In usus Latin "use" "in reality, in practice."

gnoseologist "Gnoseology" or "gnosiology" is the philosophy of cognition.

stars Russian [zvyozdy] and abysses [bezdny] are as far as I can determine related only by sound, not by etymology.

beyond the threshold; the thresholds . . . Zaporozhen thrashers Bely uses three Russian words [zaporozhen] "placed beyond the threshold, exiled"; [porog] "the threshold, also banks of a river"; and [zaporozhtsy] the "Zaporozhens," Ukrainian Cossacks, so called because they were on the islands closest to the banks.
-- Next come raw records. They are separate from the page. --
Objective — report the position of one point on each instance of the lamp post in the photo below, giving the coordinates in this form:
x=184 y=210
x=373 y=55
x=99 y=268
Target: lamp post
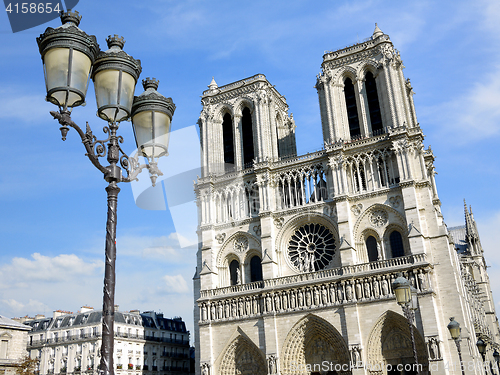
x=496 y=357
x=406 y=297
x=69 y=55
x=454 y=328
x=481 y=346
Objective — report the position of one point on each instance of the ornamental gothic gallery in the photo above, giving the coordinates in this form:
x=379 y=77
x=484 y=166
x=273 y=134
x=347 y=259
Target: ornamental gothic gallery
x=298 y=255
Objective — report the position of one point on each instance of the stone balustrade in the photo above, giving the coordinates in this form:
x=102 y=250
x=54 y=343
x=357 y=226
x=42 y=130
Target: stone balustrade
x=334 y=287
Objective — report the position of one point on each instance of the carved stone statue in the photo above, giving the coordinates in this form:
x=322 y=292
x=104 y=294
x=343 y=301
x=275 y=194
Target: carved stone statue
x=356 y=357
x=348 y=292
x=385 y=287
x=272 y=364
x=269 y=307
x=433 y=349
x=204 y=312
x=238 y=276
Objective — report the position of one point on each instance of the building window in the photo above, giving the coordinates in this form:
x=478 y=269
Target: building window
x=311 y=248
x=247 y=134
x=255 y=269
x=352 y=109
x=396 y=241
x=234 y=271
x=373 y=104
x=371 y=248
x=227 y=137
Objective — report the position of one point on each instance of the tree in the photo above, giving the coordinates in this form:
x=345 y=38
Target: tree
x=27 y=366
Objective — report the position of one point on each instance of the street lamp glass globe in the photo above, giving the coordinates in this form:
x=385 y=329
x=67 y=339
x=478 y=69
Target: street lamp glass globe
x=402 y=290
x=454 y=328
x=151 y=117
x=115 y=75
x=67 y=53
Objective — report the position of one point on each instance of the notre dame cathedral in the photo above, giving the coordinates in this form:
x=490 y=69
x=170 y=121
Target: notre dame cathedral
x=298 y=253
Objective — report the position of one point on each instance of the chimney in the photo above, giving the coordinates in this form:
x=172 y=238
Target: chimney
x=86 y=309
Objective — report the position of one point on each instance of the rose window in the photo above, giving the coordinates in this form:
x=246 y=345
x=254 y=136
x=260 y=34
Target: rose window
x=311 y=248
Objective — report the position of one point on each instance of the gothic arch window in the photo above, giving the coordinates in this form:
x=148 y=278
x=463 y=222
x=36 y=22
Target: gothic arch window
x=373 y=104
x=396 y=241
x=247 y=134
x=352 y=109
x=227 y=137
x=234 y=272
x=255 y=269
x=371 y=249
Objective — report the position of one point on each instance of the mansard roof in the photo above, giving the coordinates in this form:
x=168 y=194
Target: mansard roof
x=11 y=324
x=89 y=318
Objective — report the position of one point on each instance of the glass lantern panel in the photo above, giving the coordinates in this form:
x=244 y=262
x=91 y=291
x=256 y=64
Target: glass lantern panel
x=127 y=91
x=112 y=107
x=56 y=62
x=152 y=131
x=80 y=71
x=57 y=70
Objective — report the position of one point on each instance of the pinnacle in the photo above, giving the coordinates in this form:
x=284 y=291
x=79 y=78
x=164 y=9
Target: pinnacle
x=377 y=32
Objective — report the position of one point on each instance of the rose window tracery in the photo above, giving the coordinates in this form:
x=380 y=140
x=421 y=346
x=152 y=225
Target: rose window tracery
x=241 y=244
x=311 y=248
x=378 y=218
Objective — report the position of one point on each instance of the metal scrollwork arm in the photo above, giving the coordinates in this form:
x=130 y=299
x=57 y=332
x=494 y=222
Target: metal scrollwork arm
x=98 y=148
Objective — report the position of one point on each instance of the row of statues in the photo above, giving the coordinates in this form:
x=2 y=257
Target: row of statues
x=334 y=293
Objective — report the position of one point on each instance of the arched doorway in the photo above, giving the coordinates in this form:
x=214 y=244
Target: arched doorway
x=314 y=346
x=242 y=357
x=391 y=347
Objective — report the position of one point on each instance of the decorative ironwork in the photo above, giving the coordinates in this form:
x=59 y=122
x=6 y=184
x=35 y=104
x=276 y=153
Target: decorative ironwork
x=311 y=248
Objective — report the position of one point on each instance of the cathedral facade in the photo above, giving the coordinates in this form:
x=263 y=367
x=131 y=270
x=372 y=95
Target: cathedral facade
x=298 y=254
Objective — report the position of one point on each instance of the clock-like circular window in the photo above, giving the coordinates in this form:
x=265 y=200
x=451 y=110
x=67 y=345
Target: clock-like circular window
x=311 y=248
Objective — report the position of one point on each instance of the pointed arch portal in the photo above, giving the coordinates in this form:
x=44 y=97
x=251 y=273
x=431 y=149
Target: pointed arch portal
x=390 y=344
x=311 y=343
x=242 y=357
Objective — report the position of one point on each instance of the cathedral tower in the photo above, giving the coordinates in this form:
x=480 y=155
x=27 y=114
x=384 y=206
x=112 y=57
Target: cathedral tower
x=298 y=254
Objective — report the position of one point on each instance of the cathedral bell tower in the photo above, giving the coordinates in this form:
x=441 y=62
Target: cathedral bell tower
x=298 y=254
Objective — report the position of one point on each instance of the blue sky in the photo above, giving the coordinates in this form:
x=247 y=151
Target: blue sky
x=52 y=200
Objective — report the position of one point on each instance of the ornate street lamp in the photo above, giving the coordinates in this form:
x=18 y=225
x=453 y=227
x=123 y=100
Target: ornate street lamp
x=496 y=357
x=406 y=297
x=69 y=55
x=455 y=330
x=481 y=346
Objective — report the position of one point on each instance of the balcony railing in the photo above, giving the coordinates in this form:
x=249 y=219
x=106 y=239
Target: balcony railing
x=363 y=283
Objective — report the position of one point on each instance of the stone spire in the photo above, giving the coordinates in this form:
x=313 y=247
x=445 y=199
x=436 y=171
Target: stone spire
x=213 y=85
x=377 y=32
x=472 y=235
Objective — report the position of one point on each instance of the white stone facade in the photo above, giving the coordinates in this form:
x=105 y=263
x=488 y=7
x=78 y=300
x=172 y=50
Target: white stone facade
x=145 y=344
x=13 y=339
x=298 y=254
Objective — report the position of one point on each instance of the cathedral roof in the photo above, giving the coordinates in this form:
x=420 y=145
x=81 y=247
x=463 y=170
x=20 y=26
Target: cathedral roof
x=459 y=237
x=9 y=323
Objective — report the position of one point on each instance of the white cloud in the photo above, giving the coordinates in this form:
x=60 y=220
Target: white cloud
x=174 y=285
x=60 y=268
x=474 y=115
x=20 y=308
x=65 y=281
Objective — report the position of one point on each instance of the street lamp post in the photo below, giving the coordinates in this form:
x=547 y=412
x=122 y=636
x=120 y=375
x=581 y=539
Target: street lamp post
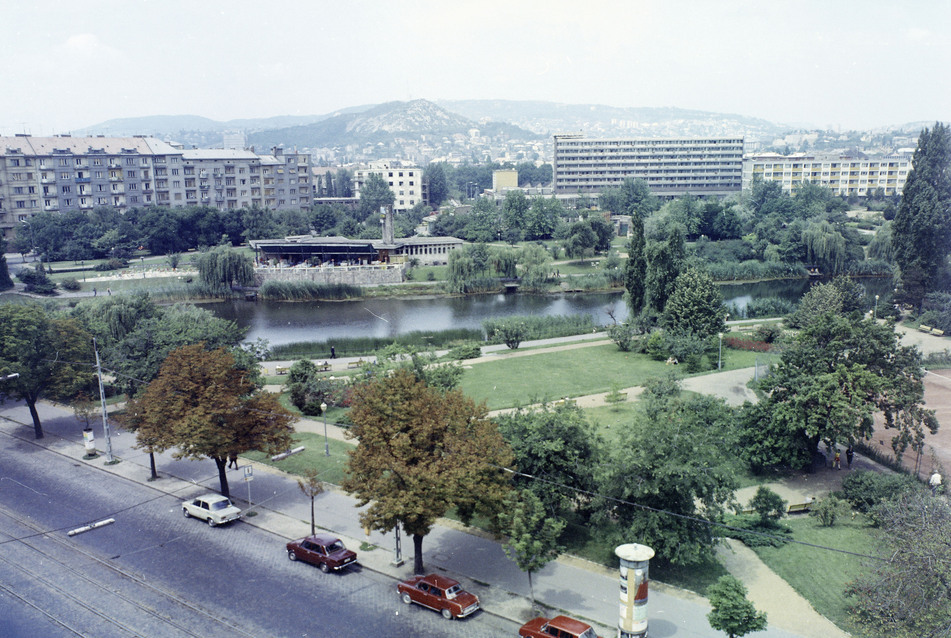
x=323 y=410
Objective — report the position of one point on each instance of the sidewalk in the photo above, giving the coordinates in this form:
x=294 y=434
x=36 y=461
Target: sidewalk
x=569 y=585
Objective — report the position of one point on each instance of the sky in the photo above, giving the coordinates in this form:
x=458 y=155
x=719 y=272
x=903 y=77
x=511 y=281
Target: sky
x=841 y=64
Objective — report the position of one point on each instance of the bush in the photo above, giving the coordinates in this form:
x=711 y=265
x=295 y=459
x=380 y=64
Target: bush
x=70 y=284
x=111 y=264
x=864 y=489
x=828 y=510
x=466 y=351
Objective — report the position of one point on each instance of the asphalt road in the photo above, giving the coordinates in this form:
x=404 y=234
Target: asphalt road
x=154 y=573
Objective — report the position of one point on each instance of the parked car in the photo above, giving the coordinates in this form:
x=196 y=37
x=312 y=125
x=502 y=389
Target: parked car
x=559 y=626
x=439 y=594
x=214 y=509
x=323 y=550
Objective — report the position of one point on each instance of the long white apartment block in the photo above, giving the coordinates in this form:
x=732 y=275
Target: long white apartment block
x=585 y=166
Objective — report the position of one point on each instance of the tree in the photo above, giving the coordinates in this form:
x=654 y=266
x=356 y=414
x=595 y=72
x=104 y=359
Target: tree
x=558 y=445
x=695 y=305
x=532 y=535
x=673 y=469
x=732 y=612
x=312 y=487
x=922 y=226
x=51 y=356
x=908 y=595
x=421 y=452
x=203 y=405
x=664 y=262
x=374 y=195
x=636 y=268
x=830 y=380
x=222 y=266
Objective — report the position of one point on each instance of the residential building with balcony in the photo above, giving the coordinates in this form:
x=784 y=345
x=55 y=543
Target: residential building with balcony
x=844 y=175
x=406 y=182
x=673 y=167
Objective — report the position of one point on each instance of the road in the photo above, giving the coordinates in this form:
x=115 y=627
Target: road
x=154 y=573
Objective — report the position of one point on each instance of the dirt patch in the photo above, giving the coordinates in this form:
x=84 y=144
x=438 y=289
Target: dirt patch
x=937 y=398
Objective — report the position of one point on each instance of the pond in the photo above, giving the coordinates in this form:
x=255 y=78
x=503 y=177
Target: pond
x=286 y=322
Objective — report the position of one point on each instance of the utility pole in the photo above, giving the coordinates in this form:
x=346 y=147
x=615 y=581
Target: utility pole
x=102 y=400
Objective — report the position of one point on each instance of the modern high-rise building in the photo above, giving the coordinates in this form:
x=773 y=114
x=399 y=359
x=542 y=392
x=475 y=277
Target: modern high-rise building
x=844 y=175
x=586 y=166
x=64 y=173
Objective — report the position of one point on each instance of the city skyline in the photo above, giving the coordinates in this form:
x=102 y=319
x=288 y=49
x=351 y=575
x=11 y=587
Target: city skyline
x=845 y=65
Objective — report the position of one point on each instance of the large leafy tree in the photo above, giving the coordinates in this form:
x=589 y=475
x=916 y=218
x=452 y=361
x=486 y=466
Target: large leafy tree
x=837 y=373
x=732 y=612
x=673 y=469
x=664 y=262
x=636 y=268
x=556 y=444
x=532 y=534
x=422 y=452
x=204 y=406
x=921 y=235
x=696 y=305
x=52 y=357
x=908 y=595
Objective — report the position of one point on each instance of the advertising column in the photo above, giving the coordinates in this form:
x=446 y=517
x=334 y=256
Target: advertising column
x=635 y=560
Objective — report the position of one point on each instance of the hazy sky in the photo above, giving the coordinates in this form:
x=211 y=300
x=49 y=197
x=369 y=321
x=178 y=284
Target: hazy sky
x=845 y=63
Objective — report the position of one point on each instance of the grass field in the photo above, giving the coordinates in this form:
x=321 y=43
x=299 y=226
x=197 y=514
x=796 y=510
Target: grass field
x=820 y=576
x=512 y=381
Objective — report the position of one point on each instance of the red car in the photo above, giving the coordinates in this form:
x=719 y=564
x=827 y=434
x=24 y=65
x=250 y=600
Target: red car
x=439 y=594
x=559 y=626
x=323 y=550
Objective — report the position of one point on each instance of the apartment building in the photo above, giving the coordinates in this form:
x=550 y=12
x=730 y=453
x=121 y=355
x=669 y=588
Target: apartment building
x=64 y=173
x=406 y=182
x=671 y=167
x=844 y=175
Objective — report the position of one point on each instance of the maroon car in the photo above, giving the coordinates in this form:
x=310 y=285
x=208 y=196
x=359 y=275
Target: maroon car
x=560 y=626
x=323 y=550
x=439 y=594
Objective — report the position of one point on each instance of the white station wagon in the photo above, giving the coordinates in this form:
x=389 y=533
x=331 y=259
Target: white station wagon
x=214 y=509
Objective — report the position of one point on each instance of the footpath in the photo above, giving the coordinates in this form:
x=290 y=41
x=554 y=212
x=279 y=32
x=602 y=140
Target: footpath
x=568 y=585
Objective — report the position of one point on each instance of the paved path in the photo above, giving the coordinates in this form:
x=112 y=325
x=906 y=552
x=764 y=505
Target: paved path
x=568 y=585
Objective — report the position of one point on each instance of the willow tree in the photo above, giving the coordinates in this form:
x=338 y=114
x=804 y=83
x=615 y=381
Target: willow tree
x=825 y=247
x=222 y=266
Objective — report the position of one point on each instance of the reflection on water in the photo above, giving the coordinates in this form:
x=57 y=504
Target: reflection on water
x=285 y=322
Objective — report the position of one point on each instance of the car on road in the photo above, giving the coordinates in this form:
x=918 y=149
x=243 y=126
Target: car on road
x=559 y=626
x=214 y=509
x=439 y=594
x=323 y=550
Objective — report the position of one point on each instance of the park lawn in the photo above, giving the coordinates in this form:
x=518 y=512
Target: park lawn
x=821 y=576
x=512 y=381
x=330 y=469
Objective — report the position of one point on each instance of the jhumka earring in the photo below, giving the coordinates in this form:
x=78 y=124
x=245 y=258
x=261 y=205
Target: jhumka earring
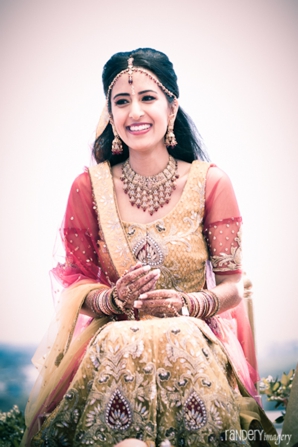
x=117 y=147
x=170 y=138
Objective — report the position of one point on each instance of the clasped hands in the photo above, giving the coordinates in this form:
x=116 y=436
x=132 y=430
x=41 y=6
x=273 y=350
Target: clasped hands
x=136 y=289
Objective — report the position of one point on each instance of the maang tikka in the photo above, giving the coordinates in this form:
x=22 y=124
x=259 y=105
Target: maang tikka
x=117 y=147
x=170 y=139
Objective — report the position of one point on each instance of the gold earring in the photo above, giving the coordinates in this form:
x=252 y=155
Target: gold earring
x=117 y=147
x=170 y=138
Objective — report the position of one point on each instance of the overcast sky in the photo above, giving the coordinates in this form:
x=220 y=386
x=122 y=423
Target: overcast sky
x=237 y=68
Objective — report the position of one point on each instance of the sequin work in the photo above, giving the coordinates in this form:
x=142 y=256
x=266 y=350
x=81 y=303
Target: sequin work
x=148 y=381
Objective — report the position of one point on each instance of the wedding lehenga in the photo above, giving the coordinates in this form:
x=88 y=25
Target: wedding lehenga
x=183 y=379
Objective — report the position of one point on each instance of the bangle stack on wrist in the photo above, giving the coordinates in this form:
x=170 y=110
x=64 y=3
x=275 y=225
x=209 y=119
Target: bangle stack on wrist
x=203 y=304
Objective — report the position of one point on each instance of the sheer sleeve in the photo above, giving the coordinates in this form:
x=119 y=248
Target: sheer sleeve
x=79 y=234
x=222 y=223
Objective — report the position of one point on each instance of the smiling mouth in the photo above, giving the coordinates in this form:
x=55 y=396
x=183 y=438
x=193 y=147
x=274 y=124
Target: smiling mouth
x=139 y=128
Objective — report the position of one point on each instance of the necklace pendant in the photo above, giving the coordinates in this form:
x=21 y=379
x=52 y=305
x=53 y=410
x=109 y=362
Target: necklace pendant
x=149 y=193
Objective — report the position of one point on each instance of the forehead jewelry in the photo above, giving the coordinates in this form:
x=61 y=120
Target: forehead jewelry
x=130 y=70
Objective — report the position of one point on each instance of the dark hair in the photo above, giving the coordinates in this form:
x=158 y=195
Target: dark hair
x=188 y=139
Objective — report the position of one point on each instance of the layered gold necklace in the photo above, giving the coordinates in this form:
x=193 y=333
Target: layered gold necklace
x=150 y=193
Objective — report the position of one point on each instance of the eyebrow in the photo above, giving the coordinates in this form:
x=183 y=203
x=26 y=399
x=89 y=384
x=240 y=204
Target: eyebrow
x=139 y=93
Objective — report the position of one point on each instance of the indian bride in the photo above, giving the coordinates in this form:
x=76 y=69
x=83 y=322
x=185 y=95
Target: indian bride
x=150 y=340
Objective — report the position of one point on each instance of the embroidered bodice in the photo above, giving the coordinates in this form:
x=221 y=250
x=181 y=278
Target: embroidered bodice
x=175 y=244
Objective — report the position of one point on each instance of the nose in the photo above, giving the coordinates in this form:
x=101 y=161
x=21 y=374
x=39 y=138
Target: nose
x=136 y=110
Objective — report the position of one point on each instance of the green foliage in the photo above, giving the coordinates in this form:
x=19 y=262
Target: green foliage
x=278 y=390
x=12 y=427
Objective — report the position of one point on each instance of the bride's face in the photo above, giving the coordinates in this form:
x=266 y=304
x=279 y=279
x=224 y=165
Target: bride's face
x=140 y=112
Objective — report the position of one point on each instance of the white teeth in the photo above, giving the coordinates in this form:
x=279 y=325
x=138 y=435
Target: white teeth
x=138 y=128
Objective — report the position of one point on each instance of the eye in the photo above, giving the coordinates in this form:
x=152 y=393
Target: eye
x=121 y=102
x=148 y=98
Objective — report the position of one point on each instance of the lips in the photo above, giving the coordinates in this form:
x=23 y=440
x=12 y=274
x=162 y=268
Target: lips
x=139 y=127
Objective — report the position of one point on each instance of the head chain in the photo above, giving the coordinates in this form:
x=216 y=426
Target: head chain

See Pokorny, Indogermanisches Etymologisches Wörterbuch (Munich, 1959) I, 819-820) for a discussion of the root perg-

it is void, and without form;... In the King James Version Genesis 1:2 reads: "The earth was without form and void, and darkness was upon the face of the deep; and the Spirit of God was moving over the face of the waters." In the Luther Bible we read: Und die Erde war wüst und leer, und es war finster auf der Tiefe; und der Geist Gottes schwebte aud dem Wasser." In Russian the verse (in transliteration) reads: Zemlya zhe byla bezvidna i pusta, i t'ma nad bezdnoyu, I dukh Bozhij nosilsya nad vodoyu." Bely and or his typesetter have misquoted the passage leading to real confusion. They reverse the order of "without form and void" in Russian [bezvidna i pusta] and mistakenly replace the replace "without form" [bezvidna] with "without water" [bezvodna]. Perhaps Bely was confused by the German "wüst" which can mean disorderly and desert, and also is found the German noun for desert which is "Wüste", Russian [pustynya]. The confusion might have been aided by the final words "the waters" "auf dem Wasser" and Russian "nad vodoyu." Later in this section Bely will repeat the error but also use the noun "formlessness" [bezvidnost']), presumably to associate with the correct biblical "without form" [bezvidna]. I leave it to the reader to decide if this was all simply an error, or whether there might be another explanation.